Hello,
Just an offchance guess:
Is your /tmp on node n0 not a real local disk? I.e. is it on an
NFS mountpoint, or something out-of-the-ordinary?
LAM keeps various internal files, some special, in /tmp on each node.
What it keeps there has changed from version to version, and there
was a change that made NFS /tmp directories have problems.
--
Tim Mattox - tmattox_at_[hidden] - http://homepage.mac.com/tmattox/
http://aggregate.org/KAOS/ - http://advogato.org/person/tmattox/
On Tue, 27 Jan 2004, Sam Watson wrote:
> Hello. I'm trying to bring up LAM 7.0.3 on a x86 machine without
> much success. When I run either mpirun or lamexec I get a "Bad file descriptor"
> message. I'm also seeing this problem with 6.5.9, but not 6.5.1.

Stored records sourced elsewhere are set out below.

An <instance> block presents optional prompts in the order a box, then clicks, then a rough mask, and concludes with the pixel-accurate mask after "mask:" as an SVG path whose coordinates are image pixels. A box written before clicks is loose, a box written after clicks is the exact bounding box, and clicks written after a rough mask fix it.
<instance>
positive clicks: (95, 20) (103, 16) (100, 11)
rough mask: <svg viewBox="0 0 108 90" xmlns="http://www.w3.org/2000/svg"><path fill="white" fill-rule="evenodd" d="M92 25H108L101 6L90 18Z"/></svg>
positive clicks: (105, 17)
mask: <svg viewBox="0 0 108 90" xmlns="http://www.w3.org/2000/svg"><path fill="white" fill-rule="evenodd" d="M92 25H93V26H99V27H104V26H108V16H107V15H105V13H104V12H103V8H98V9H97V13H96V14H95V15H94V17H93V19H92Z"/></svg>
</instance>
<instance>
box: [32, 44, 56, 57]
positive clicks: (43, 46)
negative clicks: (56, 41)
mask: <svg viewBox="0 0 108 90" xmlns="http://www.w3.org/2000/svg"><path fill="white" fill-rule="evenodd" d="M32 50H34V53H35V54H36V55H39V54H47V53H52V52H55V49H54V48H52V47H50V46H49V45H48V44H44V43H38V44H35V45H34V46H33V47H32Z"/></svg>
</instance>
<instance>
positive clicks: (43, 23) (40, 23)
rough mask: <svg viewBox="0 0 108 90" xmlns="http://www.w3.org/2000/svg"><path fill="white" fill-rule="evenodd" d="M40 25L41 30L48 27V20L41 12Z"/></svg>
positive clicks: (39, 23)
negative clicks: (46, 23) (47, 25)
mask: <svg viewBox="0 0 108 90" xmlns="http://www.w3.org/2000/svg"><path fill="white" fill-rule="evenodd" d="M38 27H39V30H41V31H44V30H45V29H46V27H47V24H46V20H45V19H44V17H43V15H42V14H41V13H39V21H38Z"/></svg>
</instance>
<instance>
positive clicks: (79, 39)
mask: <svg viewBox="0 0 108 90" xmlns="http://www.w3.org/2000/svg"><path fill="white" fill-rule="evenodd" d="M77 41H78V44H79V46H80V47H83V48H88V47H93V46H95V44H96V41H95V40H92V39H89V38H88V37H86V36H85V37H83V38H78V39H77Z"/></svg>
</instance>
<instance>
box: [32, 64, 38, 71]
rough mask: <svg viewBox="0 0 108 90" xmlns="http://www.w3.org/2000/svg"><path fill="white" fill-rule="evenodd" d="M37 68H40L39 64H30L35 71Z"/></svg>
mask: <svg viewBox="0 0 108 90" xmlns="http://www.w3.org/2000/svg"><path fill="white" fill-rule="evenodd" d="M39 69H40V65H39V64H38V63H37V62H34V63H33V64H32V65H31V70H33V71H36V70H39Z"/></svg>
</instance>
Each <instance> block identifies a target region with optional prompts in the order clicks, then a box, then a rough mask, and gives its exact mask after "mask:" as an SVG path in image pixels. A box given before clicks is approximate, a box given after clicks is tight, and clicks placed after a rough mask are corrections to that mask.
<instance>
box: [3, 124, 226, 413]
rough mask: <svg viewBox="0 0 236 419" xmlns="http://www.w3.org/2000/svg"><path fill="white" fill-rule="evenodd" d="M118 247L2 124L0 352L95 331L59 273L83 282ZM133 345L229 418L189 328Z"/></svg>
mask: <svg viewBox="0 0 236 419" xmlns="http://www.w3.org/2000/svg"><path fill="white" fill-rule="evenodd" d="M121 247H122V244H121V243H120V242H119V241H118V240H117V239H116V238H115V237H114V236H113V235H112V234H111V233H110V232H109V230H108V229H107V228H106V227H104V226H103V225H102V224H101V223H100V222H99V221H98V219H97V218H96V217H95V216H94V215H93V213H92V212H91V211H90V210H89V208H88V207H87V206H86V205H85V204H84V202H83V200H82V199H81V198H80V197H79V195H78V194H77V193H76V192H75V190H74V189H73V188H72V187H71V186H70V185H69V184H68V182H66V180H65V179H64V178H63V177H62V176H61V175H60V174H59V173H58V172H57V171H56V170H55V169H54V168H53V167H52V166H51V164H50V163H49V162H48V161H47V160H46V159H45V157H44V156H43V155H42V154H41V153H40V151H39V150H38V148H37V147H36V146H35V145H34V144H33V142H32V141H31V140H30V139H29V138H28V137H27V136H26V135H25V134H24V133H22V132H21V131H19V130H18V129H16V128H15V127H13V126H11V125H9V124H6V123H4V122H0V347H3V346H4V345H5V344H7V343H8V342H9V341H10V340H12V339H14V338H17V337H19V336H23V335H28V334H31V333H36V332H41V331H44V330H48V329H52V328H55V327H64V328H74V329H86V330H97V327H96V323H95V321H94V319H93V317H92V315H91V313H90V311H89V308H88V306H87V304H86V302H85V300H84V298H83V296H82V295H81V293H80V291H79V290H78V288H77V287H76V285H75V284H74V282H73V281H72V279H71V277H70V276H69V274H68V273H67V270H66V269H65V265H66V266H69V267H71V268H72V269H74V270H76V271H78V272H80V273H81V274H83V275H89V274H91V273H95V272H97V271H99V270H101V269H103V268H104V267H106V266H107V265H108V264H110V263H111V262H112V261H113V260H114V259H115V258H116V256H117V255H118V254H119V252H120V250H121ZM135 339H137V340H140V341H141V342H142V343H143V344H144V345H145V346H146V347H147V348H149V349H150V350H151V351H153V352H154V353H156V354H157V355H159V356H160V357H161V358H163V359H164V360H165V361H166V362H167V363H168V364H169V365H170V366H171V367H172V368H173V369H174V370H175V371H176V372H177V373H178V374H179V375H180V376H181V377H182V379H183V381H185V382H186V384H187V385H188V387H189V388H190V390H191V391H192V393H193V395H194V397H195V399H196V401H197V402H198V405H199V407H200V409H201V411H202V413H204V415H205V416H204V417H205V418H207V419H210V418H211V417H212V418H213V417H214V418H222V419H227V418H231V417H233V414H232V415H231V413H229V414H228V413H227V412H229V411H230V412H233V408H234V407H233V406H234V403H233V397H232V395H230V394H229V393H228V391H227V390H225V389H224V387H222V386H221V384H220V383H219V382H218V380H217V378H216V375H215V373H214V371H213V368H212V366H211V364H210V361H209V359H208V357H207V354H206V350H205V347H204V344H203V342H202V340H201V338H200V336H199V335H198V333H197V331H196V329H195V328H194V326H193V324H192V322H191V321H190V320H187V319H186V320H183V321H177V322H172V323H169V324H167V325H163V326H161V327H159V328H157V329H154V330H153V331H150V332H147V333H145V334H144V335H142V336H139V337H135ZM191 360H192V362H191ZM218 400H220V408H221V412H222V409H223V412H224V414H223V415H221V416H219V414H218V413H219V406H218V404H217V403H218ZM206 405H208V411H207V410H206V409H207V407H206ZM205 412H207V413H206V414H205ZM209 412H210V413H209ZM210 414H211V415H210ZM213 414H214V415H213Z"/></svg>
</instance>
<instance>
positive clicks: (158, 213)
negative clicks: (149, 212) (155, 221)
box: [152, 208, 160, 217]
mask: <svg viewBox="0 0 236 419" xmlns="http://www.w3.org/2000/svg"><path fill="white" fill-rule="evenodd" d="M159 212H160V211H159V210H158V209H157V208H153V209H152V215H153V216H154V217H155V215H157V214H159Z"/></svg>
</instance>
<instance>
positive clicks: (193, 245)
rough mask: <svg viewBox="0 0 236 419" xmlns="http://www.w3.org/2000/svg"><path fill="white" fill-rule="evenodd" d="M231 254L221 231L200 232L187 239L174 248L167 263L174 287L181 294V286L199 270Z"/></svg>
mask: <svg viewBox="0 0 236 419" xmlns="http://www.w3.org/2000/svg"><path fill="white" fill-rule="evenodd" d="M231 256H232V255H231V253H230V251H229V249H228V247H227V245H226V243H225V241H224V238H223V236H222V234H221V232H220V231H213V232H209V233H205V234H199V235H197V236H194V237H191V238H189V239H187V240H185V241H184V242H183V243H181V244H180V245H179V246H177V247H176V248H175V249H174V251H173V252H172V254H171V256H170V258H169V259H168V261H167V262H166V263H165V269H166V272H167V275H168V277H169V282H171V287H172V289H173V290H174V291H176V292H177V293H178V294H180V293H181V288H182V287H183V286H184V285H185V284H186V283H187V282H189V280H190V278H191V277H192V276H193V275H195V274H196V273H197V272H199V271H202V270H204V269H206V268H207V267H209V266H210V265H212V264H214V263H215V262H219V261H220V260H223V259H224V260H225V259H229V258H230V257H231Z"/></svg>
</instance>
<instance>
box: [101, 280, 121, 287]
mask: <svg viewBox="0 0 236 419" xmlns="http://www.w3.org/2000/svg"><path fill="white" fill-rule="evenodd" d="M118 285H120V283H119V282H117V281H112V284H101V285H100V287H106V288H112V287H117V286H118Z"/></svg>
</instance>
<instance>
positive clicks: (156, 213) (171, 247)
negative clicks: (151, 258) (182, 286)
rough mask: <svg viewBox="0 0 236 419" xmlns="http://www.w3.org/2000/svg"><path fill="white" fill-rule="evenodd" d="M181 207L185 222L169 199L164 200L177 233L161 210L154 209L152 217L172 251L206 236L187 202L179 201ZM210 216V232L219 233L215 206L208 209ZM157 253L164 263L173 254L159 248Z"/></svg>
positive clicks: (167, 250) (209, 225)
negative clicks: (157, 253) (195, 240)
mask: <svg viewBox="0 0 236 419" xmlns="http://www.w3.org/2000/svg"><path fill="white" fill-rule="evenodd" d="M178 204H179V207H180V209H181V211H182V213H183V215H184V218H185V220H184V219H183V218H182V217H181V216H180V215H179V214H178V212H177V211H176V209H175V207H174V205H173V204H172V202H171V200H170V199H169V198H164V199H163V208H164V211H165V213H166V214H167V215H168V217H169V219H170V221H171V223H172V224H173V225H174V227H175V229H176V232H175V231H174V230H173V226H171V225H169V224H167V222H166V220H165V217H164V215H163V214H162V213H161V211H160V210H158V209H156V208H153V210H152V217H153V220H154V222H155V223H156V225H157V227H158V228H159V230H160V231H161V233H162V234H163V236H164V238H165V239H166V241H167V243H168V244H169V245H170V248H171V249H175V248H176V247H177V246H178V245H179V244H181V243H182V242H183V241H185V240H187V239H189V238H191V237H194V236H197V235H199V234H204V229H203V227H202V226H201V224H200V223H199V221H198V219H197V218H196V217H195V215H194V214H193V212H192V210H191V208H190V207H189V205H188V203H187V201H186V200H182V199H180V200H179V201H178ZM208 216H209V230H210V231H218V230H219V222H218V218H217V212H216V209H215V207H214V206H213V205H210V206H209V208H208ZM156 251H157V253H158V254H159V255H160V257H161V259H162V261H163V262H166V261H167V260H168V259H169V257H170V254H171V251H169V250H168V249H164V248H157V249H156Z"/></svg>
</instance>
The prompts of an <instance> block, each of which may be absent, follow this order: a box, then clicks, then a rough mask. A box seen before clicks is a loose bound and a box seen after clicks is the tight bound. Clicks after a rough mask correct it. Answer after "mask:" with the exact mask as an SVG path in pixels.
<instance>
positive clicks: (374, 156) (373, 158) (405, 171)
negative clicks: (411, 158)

> I've tried to reduce it to the simplest possible example: here it
> is with 6.5.9, running on a single node:
>
> >/proj/lam/6.5.9/bin/lamnodes
> n0 sleet.exa.com:1
> >/proj/lam/6.5.9/bin/lamexec n0 ps
> lamexec (set_stdio): Bad file descriptor
>
> I've run this under strace, and the file descriptor is a socket. I've
> done the same with 6.5.1, and the sequence of system calls is almost
> the same, but the call to sendmsg that works in 6.5.1 fails in 6.5.9
> and 7.0.3.
>
> This is obviously not happening to everyone, and I'm trying to
> figure out what it is about our environment that is causing it.
> I've attached the compressed config.log from the 7.0.3 build.
> Thanks for any help you can provide.
>
>
|